Подонки Ромула. Роман. Книга первая. Глава 22

                ГЛАВА XXII.

   Покручивая амфалы, Аттик разворачивал свиток, поднося его к свету, вчитывался и вслух восторгался, даже языком прищелкнул:
   - Как он смерть Цезаря описывает… И впрямь - конец света! Будет время, обязательно прочти! - посоветовал Алексию. Тот слушал, но поэтических восторгов хозяина не разделял. Ждал, когда они иссякнут и можно будет, наконец, заняться делом.
   В саду за окном, где-то совсем близко закричал павлин - так истошно и пронзительно, что Аттик от неожиданности чуть свиток не выронил, а Тираннион проснулся, увидел его и вскочил, освобождая хозяйское кресло.
   - Опять они по всему перистилю разгуливают?! - возмутился Аттик.- Сказано же было: в вольер запереть!

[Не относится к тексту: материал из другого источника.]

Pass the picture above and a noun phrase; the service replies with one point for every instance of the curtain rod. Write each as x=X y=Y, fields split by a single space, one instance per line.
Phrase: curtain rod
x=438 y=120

   - А госпожа повелела выпустить. - беспомощно развел руками Алексий. - Как, говорит, такую красоту в клетке держать? Может, он еще на рагу их пустит? Это о тебе, господин, прости великодушно!
     Аттик пожевал губами, но так ничего и не высказал.
   - Уж очень подруги ее радуются, когда она им перья из их хвостов дарит. - попытался, хоть как-то, утешить его управляющий.
     Аттик только печально кивнул - что еще оставалось.
   - Ты уже видел, господин? - пытаясь отвлечь его Тираннион, приподнял над столом свиток. - «Георгики»!
   - Да! - искренне обрадовался Аттик. - Но откуда?
   - Бага, эфиоп его, принес. В переписку.
   - И сколько копий заказали? – спросил Аттик, располагаясь в своем кресле поудобней.
     - Пока десять. Но качественных. С роговыми амфалами и золотым обрезом. В пергаментных красных футлярах, господин, с ярлычками. - обстоятельно доложил библиотекарь. – Скорее всего, для друзей…
    - Так! - Аттик хлопнул ладонью по подлокотнику и решительно объявил. - Сделаем пятьсот! Антея и Сальвия посадишь… Пусть день и ночь переписывают. И… Чтобы без ошибок дурацких!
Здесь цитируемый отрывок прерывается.